Rapidly Gelling Sprayable Hydrogels Integrating Carbon Quantum Dots and Plant Extracellular Vesicles Enable Multifunctional Wound Care via Photothermal Management, Immunomodulation, and Ferroptosis

Abstract Research around wound healing is proliferating, but there is a lack of all‐in‐one care products, including wound healing, that need to be developed to meet contemporary demands for minimalism and outdoor sports. Herein, an in‐situ forming sprayable hydrogel is designed by integrating multifunctional therapeutic properties. The hydrogel is capable of in situ gelation by rapid cross‐linking of tannic acid, Fe 3+ ions, and acrylamide, thus forming a stable supramolecular double‐network with superior adhesion, self‐healing ability, and on‐demand removability. Further incorporating Flos Sophorae‐derived carbon quantum dots and cactus‐derived extracellular vesicles, this hydrogel accelerates wound closure, promotes angiogenesis and hair follicle regeneration in murine acute and burn wound mice, and is associated with macrophage polarization from M1 to M2, reducing inflammation and fibrosis.

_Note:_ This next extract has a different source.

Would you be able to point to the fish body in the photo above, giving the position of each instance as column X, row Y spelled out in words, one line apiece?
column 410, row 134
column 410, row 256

Moreover, the tannic acid‐Fe 3+ ‐polyacrylamide supramolecular network has ferroptosis‐inhibitory properties, highlighting its potential in preventing oxidative damage in chronic wound healing applications. In addition, photothermal conversion capability and inherent antibacterial properties of hydrogel suggest potential for broader applications such as dry heat sterilization, water disinfection, and thermal management. With its rapid gelation, adaptable mechanical properties, and comprehensive therapeutic effects, this hydrogel offers a promising strategy for advanced wound management and holds potential for broader biomedical applications.